Testimony before the committee revealed that he had secretly used his 
power to destroy individuals and organizations whose opinions and 
purposes he disliked. He secretly punished civil rights and antiwar 
activists and also average Americans who expressed their dissent in 
letters to newspapers or by participating in demonstrations. In the 
Bureau's harassment operations--as opposed to law enforcement or 
intelligence gathering--officials of the FBI secretly operated as 
prosecutor, judge and jury against people Hoover regarded as 
subversive. Thousands of people in government and education lost their 
jobs as a result of unverified files created by FBI informers that were 
used against people who were not permitted to face their accusers.

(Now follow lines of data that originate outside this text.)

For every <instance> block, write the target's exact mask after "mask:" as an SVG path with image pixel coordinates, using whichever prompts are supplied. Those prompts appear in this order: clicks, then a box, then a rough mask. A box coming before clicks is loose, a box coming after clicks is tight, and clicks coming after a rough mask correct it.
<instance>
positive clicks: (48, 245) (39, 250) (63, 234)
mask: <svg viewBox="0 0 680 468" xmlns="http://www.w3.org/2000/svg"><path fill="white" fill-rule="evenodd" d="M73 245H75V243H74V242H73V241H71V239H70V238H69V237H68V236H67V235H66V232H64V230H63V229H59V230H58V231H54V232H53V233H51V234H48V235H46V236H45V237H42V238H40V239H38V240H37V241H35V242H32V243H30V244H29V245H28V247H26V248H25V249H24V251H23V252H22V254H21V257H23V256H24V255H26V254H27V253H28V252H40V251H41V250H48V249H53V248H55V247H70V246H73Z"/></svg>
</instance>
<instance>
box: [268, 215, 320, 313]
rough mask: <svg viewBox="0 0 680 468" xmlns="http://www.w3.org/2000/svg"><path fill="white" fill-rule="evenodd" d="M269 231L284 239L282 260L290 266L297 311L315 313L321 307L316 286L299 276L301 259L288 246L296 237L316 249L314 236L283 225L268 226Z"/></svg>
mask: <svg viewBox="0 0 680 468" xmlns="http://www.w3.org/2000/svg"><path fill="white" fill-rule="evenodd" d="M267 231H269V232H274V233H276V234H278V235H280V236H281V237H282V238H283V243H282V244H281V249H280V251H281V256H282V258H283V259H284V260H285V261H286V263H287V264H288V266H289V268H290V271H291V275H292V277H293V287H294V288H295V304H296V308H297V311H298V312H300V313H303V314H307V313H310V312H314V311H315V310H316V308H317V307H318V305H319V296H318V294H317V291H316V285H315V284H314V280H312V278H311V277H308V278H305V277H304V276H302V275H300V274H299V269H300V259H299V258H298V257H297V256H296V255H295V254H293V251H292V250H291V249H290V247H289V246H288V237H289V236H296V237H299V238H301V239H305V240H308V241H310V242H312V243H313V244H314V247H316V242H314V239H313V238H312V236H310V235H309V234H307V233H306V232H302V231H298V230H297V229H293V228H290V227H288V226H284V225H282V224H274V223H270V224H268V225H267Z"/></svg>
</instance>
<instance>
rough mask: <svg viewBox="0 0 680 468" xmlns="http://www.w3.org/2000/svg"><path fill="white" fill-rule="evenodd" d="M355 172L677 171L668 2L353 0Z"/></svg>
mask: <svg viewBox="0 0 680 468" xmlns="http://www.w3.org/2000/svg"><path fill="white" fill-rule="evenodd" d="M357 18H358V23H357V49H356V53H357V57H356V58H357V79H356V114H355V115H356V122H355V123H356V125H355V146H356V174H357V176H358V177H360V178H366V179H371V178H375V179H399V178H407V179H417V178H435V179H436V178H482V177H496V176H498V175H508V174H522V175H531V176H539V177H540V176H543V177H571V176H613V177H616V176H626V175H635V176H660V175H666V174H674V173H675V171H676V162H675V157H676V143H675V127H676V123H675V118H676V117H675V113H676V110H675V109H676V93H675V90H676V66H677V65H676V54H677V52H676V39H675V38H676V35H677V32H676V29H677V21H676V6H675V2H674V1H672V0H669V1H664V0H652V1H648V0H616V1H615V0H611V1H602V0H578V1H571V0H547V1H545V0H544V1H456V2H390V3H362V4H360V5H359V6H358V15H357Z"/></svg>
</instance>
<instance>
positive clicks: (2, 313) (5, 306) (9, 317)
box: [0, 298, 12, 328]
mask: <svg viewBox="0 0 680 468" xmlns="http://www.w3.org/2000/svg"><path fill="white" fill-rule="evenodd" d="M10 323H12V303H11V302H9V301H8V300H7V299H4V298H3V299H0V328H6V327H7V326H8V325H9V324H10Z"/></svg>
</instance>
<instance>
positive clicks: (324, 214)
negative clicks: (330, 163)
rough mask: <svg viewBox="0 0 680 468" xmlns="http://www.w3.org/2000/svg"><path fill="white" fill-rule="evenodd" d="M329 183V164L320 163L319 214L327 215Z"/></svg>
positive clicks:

  From the beginning of the Vietnam war, Hoover made himself the 
watchdog of dissent against the war--dissent by average Americans as 
well as Members of Congress who questioned war policy. In August 1964, 
when only two senators, Senator Ernest Gruening, Democrat from Alaska, 
and Senator Wayne Morse, Democrat from Oregon, opposed the Vietnam War 
authorization legislation--known as the Gulf of Tonkin resolution--the 
FBI director regarded their votes as subversive. Agents collected the 
names, and started files on people who sent telegrams to Senator Morse 
expressing support for his stand against the authorization bill. Two 
years after the resolution was passed, when Senator J. William 
Fullbright, Democrat from Arkansas, convened hearings to assess the 
progress of the war, Hoover placed Fullbright under surveillance to 
determine if he was a communist or dupe of communists.
  The Church Committee's extensive final report stated:
  ``Many of the techniques used would be intolerable in a democratic 
society even if all the targets had been involved in violent activity, 
but COINTELPRO went far beyond that. The unexpressed major premise of 
the programs was that a law enforcement agency has the duty to do 
whatever is necessary to combat perceived threats to the existing 
social and political order.''
  The Church Committee further concluded, ``Too many people have been 
spied upon by too many government agencies, and too much information 
has been collected.''
  As a result of the actions of the Citizens' Commission, the resulting 
national discussion about these issues led to important changes to our 
government's domestic surveillance operations. The FBI's policies and 
practices were evaluated and reformed with respect to how the agency 
addressed domestic security threats, and the Department of Justice 
instituted investigative guidelines on domestic intelligence gathering.
  Because of the important contribution the Citizens' Commission made 
to the public awareness and debate concerning domestic surveillance, 
national security, civil rights, and privacy, these eight individuals 
deserve our recognition as some of them have recently made their 
identity known. The identities of six of them and the impact of their 
non-violent act of resistance recently became known in the documentary 
film 1971, directed by Johanna Hamilton, and in the book The Burglary: 
The Discovery of J. Edgar Hoover's Secret FBI, written by Betty 
Medsger.
  While we continue to discuss the proper use of domestic surveillance 
techniques today, particularly as technology evolves in ways that could 
not have been foreseen during the 1970s, we must remain vigilant to 
abuses of power, even if done with the stated goal of protecting the 
public. May we strengthen our resolve to protect the rights these 
individuals cherished and helped preserve over forty years ago.